BAB II KAJIAN PUSTAKA
A. Pengertian Belajar Menurut Asra, dkk. (2007: 5) belajar adalah proses perubahan perilaku sebagai akibat dari interaksi dengan lingkungan untuk mencapai tujuan. Belajar juga bisa dimaknai sebagai suatu proses mental yang terjadi di dalam diri seseorang sehingga munculnya perubahan perilaku dan mengajar adalah suatu aktivitas yang dapat membuat siswa belajar (Aunnurahman, 2009: 3). Di pihak lain Slameto (dalam Kurnia, dkk. 2007: 1) merumuskan belajar sebagai proses suatu usaha yang dilakukan oleh individu untuk memperoleh perubahan tingkah laku secara keseluruhan sebagai hasil pengalaman individu dalam interaksi dengan lingkungan. Belajar adalah merupakan suatu proses pembentukan pengetahuan. Pembentukan ini harus dilakukan oleh si belajar. Ia harus aktif melakukan kegiatan, aktif berfikir, menyusun konsep dan memberi makna tentang hal-hal yang harus dipelajari. Paradigma konstruktivistik memandang siswa sebagai pribadi yang sudah memiliki kemampuan awal sebelum mereka mempelajari sesuatu. Kemampuan awal itu akan menjadi dasar dalam mengkonstruksi pengetahuan yang baru. Dalam teori belajar konstruktivistik guru berperan sebagai membantu agar proses pengkonstruksian pengetahuan oleh siswa berjalan lancar.
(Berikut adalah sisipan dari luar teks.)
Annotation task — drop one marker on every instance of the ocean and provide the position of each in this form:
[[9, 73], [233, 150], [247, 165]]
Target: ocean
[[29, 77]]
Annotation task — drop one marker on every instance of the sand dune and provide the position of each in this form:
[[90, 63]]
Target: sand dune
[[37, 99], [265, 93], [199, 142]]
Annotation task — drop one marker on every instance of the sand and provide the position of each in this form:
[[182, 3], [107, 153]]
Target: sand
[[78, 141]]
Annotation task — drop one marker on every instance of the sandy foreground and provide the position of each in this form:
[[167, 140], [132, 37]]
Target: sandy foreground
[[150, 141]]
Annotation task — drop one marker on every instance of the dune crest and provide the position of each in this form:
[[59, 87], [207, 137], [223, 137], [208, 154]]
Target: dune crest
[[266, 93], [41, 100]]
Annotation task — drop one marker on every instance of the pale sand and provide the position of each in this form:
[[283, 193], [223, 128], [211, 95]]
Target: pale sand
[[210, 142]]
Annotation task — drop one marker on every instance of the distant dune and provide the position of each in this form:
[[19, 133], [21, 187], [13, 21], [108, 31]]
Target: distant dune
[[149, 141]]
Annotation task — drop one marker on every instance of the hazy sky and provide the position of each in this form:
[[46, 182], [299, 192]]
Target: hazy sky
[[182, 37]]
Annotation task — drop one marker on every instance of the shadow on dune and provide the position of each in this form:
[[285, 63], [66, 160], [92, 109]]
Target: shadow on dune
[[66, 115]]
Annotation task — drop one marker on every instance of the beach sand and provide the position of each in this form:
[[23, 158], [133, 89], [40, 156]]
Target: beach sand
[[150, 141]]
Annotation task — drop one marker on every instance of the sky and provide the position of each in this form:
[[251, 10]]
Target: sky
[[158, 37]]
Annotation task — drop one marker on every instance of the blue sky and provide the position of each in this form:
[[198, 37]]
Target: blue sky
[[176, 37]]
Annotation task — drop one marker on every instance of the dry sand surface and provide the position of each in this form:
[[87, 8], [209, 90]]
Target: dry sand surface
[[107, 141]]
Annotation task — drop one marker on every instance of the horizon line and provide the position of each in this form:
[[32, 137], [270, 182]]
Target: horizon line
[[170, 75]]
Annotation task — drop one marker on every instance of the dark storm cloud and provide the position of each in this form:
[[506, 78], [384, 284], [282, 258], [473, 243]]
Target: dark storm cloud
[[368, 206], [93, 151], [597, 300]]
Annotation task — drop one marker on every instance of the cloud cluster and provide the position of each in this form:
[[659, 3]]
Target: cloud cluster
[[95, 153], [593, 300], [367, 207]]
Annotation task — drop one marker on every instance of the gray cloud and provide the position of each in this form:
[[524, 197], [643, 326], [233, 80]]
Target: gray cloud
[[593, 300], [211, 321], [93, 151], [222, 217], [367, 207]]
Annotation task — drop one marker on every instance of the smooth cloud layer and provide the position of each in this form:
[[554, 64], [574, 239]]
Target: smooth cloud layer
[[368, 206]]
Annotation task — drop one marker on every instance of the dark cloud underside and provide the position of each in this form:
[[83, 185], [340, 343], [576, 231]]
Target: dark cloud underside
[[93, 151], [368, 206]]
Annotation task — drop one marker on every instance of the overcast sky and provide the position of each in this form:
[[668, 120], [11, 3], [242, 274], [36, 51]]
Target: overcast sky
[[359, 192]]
Guru tidak mentransfer pengetahuan yang dimilikinya, melainkan membantu siswa untuk membentuk pengetahuannya sendiri (Budiningsih, 2005: 58-59).
Berdasarkan beberapa pengertian diatas maka dapat disimpulkan bahwa belajar adalah perubahan serta peningkatan kualitas dan kuantitas tingkah laku seseorang di berbagai bidang yang terjadi akibat melakukan interaksi secara terus menerus dengan lingkungannya. Apabila di dalam proses pembelajaran seseorang tidak mendapatkan suatu peningkatan kualitas dan kuantitas kemampuan, maka dapat dikatakan bahwa orang tersebut mengalami kegagalan di dalam proses pembelajaran. Dengan kata lain bahwa belajar merupakan upaya seseorang untuk memperoleh perubahan tingkah laku, baik kualitas dan kuantitas melalui interaksi dengan lingkungan sekitar.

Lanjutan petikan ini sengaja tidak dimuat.